When buying a used boat, it is important to take different things into account. For example, it is necessary to have a clear understanding at what the boat will be used for. If it will be used for family outings on a lake, there are boats clearly more suitable for that purpose than others that are suitable for the open ocean. Another aspect to take into account is how fast you wish to glide across the water. Some boats can only travel 10-25 knots, whereas other boats can go over 80 knots on smooth water. Another thing to consider is affordability. Used boats should cost less than they were originally sold for, because they depreciate in value. As time goes on, they are more likely to break down and need repairs. So before buying, try to determine how much the boat may actually come to cost you, including the price of possible repairs.
Know What You Want
For someone who intends to purchase a boat that can pull a tube behind it, a sleek speed boat would probably be best. A boat that can’t go over 20 knots wouldn’t be optimum for water skiing, tubing or any other water sport that requires towing. On the other hand, if the boat would be used for sightseeing or relaxing and speed wasn’t a major concern, a sailboat or a slower motor boat would be appropriate. Some people may intend to get a boat that they can tow behind a truck and put it in the water themselves. In that circumstance, weight would become an important part of choosing the right boat because the truck would have a maximum towing limit.

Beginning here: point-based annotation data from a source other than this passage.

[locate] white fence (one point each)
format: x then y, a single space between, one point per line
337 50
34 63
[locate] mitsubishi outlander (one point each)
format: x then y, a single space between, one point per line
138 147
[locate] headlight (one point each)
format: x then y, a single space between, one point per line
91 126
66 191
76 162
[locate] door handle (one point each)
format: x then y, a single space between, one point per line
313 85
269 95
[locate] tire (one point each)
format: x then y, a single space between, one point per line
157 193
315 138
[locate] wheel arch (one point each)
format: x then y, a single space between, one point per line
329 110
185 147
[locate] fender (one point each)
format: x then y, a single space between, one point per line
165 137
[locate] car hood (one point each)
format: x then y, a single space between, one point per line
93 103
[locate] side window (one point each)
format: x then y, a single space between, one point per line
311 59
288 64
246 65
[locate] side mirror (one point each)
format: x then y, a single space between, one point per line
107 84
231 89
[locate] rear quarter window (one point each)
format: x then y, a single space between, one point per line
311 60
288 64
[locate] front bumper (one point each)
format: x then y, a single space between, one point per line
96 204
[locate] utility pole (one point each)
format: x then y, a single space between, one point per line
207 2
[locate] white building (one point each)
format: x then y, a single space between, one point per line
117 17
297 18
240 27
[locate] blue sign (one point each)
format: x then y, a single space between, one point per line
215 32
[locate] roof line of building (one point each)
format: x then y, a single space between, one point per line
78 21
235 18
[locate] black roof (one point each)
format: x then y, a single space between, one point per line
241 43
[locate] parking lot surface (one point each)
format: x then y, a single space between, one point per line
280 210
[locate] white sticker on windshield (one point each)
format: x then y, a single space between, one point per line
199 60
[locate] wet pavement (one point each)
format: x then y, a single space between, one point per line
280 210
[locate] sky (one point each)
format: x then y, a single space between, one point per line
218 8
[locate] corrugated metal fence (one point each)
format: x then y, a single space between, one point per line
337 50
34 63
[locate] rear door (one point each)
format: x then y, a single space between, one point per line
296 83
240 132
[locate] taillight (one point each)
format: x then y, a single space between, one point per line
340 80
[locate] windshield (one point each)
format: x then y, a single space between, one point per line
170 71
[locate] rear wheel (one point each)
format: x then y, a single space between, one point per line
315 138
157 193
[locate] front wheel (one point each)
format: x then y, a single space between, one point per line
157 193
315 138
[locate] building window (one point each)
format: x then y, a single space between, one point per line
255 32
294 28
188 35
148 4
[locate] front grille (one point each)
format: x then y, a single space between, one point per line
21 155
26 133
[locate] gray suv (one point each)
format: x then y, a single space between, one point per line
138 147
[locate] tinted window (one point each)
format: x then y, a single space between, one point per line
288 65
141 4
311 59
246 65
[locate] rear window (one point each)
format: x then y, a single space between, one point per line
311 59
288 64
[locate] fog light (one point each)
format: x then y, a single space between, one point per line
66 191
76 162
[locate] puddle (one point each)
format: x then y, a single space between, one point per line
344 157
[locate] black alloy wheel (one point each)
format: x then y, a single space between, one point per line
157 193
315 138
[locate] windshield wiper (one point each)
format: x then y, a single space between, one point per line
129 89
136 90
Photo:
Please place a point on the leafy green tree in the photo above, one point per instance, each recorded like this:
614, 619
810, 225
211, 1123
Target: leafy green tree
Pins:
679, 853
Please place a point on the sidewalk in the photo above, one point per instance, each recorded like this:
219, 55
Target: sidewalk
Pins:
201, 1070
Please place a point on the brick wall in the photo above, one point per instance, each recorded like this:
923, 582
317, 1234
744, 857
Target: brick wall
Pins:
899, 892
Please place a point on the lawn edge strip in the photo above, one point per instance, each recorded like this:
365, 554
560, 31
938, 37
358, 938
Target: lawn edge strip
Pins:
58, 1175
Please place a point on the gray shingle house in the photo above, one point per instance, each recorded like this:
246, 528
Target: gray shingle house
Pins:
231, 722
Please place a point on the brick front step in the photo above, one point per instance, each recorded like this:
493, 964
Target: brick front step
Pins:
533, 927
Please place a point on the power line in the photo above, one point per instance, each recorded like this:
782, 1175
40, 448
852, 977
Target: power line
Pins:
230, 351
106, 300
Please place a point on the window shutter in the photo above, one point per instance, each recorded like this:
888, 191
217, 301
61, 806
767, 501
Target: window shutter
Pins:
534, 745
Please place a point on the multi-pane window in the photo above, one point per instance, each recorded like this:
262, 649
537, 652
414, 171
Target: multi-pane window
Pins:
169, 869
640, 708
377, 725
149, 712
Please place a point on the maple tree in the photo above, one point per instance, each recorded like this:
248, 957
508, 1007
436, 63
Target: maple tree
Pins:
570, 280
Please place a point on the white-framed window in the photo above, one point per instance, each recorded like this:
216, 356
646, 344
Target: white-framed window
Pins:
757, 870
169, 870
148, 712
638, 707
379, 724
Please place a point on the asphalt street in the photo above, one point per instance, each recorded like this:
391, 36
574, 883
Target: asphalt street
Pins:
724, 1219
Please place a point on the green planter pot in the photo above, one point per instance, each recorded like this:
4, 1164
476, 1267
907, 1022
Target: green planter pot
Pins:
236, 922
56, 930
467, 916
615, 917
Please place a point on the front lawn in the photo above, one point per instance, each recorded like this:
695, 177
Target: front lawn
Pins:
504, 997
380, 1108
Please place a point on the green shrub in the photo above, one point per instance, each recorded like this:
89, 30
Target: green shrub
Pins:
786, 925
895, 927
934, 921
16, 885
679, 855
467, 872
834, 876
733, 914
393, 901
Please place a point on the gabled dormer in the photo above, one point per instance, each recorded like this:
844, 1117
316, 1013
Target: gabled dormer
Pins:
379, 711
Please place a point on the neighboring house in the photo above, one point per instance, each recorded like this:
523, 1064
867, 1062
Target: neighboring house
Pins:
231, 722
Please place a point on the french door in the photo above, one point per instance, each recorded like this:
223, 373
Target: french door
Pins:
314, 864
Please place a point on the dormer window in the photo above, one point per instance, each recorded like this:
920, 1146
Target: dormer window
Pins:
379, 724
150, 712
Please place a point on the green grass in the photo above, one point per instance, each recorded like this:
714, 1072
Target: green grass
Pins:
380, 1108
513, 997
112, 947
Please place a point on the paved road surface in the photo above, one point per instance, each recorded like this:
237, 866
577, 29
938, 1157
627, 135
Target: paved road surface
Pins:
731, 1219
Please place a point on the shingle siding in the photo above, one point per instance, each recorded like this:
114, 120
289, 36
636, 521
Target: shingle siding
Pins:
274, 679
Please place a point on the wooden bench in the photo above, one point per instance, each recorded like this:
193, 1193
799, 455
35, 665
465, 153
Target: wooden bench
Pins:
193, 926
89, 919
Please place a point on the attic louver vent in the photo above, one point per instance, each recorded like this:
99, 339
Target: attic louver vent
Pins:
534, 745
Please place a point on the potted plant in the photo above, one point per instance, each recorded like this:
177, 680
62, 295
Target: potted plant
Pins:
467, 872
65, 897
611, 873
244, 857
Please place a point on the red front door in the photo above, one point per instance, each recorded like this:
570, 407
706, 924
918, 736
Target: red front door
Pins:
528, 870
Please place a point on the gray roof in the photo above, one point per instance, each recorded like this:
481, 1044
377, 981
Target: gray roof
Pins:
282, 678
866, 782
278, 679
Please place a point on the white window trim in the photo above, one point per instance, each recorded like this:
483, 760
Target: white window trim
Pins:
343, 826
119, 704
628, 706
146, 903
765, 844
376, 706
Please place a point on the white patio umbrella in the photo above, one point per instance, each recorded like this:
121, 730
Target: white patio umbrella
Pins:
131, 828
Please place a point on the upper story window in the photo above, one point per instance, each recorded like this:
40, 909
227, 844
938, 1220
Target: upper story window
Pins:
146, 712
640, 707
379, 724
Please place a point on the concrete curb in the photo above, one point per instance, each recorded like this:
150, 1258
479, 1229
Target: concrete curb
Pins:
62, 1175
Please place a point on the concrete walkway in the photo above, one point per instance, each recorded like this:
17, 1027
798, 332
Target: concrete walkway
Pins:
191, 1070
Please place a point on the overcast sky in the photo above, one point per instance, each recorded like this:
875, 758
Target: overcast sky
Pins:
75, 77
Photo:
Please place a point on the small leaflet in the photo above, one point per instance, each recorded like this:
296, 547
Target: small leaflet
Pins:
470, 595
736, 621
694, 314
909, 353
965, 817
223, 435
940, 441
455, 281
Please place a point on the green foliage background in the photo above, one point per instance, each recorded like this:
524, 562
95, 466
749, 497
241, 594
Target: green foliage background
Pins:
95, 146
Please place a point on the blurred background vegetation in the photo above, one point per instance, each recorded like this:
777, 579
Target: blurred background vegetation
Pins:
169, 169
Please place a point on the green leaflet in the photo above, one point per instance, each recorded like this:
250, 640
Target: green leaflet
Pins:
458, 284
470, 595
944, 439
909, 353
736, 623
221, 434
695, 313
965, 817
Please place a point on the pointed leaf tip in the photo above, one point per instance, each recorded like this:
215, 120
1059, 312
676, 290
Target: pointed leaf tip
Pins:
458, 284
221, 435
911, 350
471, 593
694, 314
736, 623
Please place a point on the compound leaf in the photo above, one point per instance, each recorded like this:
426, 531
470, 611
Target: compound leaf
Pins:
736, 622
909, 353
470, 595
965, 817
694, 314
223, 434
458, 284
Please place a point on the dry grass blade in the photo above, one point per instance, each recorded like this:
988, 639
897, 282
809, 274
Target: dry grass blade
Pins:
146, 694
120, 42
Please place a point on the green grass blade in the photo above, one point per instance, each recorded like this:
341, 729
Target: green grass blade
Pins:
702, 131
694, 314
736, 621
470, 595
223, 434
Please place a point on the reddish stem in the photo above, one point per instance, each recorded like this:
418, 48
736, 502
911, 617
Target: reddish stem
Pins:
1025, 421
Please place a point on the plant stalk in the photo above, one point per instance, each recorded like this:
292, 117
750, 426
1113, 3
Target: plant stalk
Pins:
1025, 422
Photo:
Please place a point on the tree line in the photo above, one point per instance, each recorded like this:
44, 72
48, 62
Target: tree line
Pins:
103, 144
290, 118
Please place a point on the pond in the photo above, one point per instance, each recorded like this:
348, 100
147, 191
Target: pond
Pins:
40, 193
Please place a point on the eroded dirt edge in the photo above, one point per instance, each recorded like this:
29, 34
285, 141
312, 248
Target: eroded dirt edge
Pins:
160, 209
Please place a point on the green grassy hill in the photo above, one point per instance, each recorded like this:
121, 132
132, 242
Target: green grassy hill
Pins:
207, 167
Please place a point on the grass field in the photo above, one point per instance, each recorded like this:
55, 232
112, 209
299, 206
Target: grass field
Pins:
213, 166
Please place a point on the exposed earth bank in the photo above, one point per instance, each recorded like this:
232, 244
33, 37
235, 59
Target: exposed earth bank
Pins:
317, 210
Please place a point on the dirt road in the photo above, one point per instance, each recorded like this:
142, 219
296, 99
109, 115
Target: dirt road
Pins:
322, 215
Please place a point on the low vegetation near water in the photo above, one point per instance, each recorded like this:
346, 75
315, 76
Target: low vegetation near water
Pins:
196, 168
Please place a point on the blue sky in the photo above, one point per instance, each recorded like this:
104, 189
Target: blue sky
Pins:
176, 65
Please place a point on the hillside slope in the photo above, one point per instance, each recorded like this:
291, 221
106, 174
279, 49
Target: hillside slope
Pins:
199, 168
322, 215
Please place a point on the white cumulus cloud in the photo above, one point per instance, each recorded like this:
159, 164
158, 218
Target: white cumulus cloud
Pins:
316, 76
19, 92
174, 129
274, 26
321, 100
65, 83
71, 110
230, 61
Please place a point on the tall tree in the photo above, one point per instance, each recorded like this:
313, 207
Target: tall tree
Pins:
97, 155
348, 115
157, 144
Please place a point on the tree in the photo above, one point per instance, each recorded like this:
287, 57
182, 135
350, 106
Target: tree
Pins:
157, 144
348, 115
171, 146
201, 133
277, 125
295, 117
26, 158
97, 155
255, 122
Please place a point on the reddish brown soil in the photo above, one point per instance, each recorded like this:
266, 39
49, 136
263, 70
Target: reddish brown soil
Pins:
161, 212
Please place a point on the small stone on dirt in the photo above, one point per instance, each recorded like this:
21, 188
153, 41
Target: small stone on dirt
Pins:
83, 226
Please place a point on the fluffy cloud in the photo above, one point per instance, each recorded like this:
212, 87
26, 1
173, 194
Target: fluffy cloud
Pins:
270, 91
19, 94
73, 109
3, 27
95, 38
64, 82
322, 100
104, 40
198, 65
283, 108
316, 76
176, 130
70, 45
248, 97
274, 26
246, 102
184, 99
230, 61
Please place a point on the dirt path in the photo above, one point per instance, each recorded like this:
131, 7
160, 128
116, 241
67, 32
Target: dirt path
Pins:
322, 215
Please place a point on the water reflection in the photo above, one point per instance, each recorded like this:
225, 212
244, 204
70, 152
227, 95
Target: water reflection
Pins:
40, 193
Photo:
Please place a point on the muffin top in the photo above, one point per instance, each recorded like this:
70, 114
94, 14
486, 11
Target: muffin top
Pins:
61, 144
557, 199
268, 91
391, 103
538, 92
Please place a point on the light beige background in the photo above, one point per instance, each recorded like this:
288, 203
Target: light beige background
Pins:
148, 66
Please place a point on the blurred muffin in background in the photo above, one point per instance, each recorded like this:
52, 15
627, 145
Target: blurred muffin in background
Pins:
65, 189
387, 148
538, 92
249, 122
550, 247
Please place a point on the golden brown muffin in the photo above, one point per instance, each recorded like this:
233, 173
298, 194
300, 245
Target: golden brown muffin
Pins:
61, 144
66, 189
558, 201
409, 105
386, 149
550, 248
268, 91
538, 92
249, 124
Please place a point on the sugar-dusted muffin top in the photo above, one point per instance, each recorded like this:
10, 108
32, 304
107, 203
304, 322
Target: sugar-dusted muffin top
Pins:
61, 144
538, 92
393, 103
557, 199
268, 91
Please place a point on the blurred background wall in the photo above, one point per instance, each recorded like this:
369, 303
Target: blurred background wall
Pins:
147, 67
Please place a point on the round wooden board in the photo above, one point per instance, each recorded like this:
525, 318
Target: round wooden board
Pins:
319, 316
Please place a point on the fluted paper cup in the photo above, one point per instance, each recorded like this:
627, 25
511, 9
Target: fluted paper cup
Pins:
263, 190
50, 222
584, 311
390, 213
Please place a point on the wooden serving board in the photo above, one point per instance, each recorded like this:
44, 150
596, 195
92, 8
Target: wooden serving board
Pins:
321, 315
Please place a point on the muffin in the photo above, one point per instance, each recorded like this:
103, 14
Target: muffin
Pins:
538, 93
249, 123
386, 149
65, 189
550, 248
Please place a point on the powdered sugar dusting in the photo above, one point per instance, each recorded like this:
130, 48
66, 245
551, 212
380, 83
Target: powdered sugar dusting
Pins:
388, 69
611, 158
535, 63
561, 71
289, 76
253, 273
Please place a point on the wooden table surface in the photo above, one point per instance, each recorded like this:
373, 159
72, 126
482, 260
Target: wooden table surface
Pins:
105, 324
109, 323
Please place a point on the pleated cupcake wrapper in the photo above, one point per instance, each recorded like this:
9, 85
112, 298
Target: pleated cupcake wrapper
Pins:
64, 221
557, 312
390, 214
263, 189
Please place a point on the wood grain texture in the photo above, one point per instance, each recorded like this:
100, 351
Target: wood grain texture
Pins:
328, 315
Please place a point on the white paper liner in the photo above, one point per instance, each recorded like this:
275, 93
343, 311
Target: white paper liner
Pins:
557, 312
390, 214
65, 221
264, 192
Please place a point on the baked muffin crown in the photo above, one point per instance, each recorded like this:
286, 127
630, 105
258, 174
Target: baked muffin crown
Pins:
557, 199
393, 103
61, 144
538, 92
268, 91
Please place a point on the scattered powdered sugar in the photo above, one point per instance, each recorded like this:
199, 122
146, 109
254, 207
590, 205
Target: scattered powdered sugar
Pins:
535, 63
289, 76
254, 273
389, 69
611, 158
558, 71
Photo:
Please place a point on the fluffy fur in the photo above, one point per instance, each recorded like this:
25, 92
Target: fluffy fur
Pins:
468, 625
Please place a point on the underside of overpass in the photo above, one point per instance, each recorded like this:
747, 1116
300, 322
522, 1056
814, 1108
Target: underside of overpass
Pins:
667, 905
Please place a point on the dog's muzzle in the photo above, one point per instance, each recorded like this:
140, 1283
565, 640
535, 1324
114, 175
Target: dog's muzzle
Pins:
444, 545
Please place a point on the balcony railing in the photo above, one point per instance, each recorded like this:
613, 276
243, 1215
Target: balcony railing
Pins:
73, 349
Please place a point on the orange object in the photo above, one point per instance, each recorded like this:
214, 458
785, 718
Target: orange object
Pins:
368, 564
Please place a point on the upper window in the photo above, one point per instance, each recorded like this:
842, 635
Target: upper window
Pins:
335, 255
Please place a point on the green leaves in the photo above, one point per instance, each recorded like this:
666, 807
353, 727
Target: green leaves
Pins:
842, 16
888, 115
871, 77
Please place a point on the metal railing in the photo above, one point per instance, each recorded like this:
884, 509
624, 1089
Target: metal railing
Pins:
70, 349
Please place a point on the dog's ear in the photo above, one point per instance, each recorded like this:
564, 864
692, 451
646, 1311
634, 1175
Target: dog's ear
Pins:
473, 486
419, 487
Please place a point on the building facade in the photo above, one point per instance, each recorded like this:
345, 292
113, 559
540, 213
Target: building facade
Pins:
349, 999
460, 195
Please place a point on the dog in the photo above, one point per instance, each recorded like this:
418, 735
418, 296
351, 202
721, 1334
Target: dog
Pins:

Determining the Total Price
It is never a good decision to buy a used boat without checking it out completely. Ask the owner of the boat what kind of maintenance they have done to ensure the boats quality, and request to have it checked out at a trusted boat repair shop. Similar to buying a used car, try to know what you’re getting before you buy it. Make sure that the engine is in working order and it won’t fail within a year or two. Replacing the engine on a boat is very expensive and can greatly impede how you feel about owning your own boat. Before or after the boat is inspected, ask the current owner of the boat for a test run. It is important that you feel comfortable with how the boat functions. If not, then its probably not the right boat for you. If the boat felt comfortable and checked out good with the repair shop, then the next step is deciding where you would keep it when it is not in use. Marinas are places that will store boats, however each one charges different amounts and depend on the size of the boat that would be stored. There are also covered and uncovered slips where the boat could be stored, which can greatly affect the price. Overall, it is important to maintain an understanding of how much the boat will cost you yearly, and be prepared to handle it.